Тогда Авитан передал просьбу о пистолете своей возлюбленной Орит Арвив, которая должна была явиться к нему в тюрьму на свидание. Орит выполнила эту просьбу, но когда она вошла в тюремные ворота, одна из надзирательниц потребовала, чтобы посетительница вошла в специальную комнату и разделась там донага – для самого тщательного досмотра. Заявив, что она никогда не согласится пройти через подобное унижение, Арвив отказалась от свидания с любимым и поспешила покинуть тюрьму…

Вскоре после этого Герцля Авитана перевели из ашкелонской тюрьмы в тюрьму “Ницан”, начальником которой был близкий друг убитого им Рони Ницана. По всей видимости, он, с одной стороны, горел желанием отомстить за друга, а с другой, как и Ницан, мечтал сломать Авитана. И в качестве повода для сведения счетов с “королем” этот начальник тюрьмы решил использовать стычку, вспыхнувшую между Герцлем Авитаном и другим заключенным во время прогулки.

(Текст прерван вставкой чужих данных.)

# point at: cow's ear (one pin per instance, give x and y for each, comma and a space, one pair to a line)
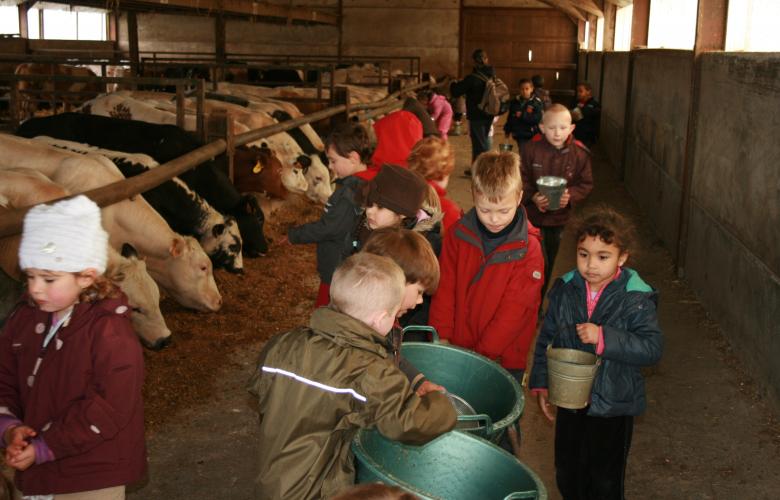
129, 251
177, 247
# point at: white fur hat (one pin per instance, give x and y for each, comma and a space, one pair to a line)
66, 236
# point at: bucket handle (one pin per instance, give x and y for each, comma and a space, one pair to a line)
482, 419
518, 495
426, 329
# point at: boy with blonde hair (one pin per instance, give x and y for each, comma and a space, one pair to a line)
554, 152
318, 385
491, 269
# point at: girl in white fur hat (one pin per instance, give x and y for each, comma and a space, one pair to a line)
71, 367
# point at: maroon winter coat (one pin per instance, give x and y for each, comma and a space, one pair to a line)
571, 162
86, 399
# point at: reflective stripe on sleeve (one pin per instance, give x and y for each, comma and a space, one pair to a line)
312, 383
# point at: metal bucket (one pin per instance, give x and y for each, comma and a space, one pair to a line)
490, 390
570, 375
553, 188
454, 466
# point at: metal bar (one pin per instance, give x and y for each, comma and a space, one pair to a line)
11, 221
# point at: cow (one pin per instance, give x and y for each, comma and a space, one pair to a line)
177, 263
163, 143
35, 95
185, 211
27, 187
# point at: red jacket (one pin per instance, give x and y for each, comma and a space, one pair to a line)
85, 401
396, 135
571, 162
452, 212
489, 303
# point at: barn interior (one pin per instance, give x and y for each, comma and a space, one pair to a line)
689, 93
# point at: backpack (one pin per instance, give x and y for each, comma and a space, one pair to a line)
495, 100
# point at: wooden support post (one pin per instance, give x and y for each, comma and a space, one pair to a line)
200, 98
711, 20
640, 23
132, 38
342, 97
180, 106
220, 126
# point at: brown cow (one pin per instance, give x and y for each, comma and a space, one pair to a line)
39, 94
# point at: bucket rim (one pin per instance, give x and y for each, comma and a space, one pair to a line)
517, 408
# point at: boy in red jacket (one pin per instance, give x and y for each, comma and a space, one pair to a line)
491, 269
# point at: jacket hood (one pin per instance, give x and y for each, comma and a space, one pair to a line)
344, 330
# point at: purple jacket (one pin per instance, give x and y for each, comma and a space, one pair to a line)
85, 401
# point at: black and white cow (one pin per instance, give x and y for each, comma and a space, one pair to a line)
163, 143
183, 209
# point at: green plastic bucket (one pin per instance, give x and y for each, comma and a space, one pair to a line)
455, 466
492, 392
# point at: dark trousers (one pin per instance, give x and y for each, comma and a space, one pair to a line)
480, 142
591, 455
551, 240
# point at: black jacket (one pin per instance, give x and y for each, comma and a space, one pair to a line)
334, 228
626, 312
473, 87
524, 117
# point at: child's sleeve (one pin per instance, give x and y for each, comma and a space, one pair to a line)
642, 343
113, 396
442, 313
401, 415
582, 184
516, 315
337, 221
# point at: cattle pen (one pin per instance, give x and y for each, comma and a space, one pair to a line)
11, 220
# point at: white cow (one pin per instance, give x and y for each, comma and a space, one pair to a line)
26, 187
176, 262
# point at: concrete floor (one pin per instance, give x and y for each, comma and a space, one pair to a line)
706, 435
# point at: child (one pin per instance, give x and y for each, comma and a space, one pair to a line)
554, 152
587, 115
318, 385
394, 198
606, 309
525, 112
491, 269
439, 109
348, 151
71, 412
434, 159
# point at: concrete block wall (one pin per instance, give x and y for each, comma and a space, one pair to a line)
733, 250
613, 106
655, 149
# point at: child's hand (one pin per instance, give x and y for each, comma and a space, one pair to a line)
427, 387
588, 333
22, 460
547, 408
540, 201
565, 198
18, 438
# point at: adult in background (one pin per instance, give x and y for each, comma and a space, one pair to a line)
439, 109
473, 87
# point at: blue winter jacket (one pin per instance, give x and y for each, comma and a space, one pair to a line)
626, 312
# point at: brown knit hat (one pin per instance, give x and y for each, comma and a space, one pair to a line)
397, 189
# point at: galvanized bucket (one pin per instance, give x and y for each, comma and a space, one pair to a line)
454, 466
570, 375
491, 391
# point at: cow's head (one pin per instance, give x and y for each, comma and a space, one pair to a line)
129, 273
222, 243
251, 221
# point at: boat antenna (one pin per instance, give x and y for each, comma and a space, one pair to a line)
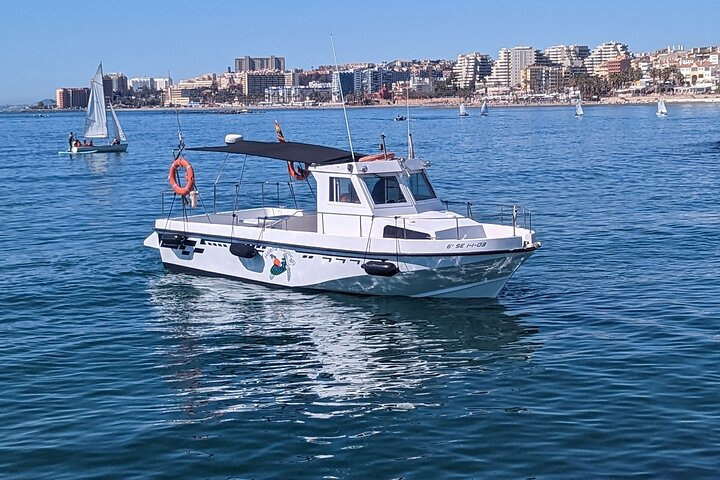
411, 147
181, 142
342, 99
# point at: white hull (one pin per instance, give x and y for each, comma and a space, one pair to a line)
101, 149
471, 275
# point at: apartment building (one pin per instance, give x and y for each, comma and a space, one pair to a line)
508, 67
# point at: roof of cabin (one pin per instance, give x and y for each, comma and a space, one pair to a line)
287, 151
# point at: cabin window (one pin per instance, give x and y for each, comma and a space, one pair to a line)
420, 187
342, 190
384, 189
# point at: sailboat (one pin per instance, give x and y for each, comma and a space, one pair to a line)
578, 108
662, 109
483, 108
96, 122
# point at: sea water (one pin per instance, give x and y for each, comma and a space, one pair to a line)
599, 359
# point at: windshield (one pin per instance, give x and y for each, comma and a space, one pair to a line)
384, 189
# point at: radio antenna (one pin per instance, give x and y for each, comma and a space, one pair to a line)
342, 98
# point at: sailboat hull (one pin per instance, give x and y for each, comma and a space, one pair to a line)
101, 149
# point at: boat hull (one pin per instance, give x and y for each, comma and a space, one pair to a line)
122, 147
476, 275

“Шмайя Анджел погасил ссору, мы помирились, но примерно спустя час после этого в тюремный двор вошли четыре надзирателя и сковав меня по рукам и ногам, заявили, что я должен пойти с ними. Шмайя встал между мной и ними и заявил, что не даст им просто так меня забрать. Однако они сказали, что я нужен им исключительно для того, чтобы выяснить обстоятельствам ссоры и что они не сделают мне ничего плохого. Они завели меня в какой-то угол, где меня ждали 10 надзирателей. Внезапно они набросились на меня все вместе и стали избивать. Думаю, били они меня минут 15 – пока я окончательно не потерял сознание.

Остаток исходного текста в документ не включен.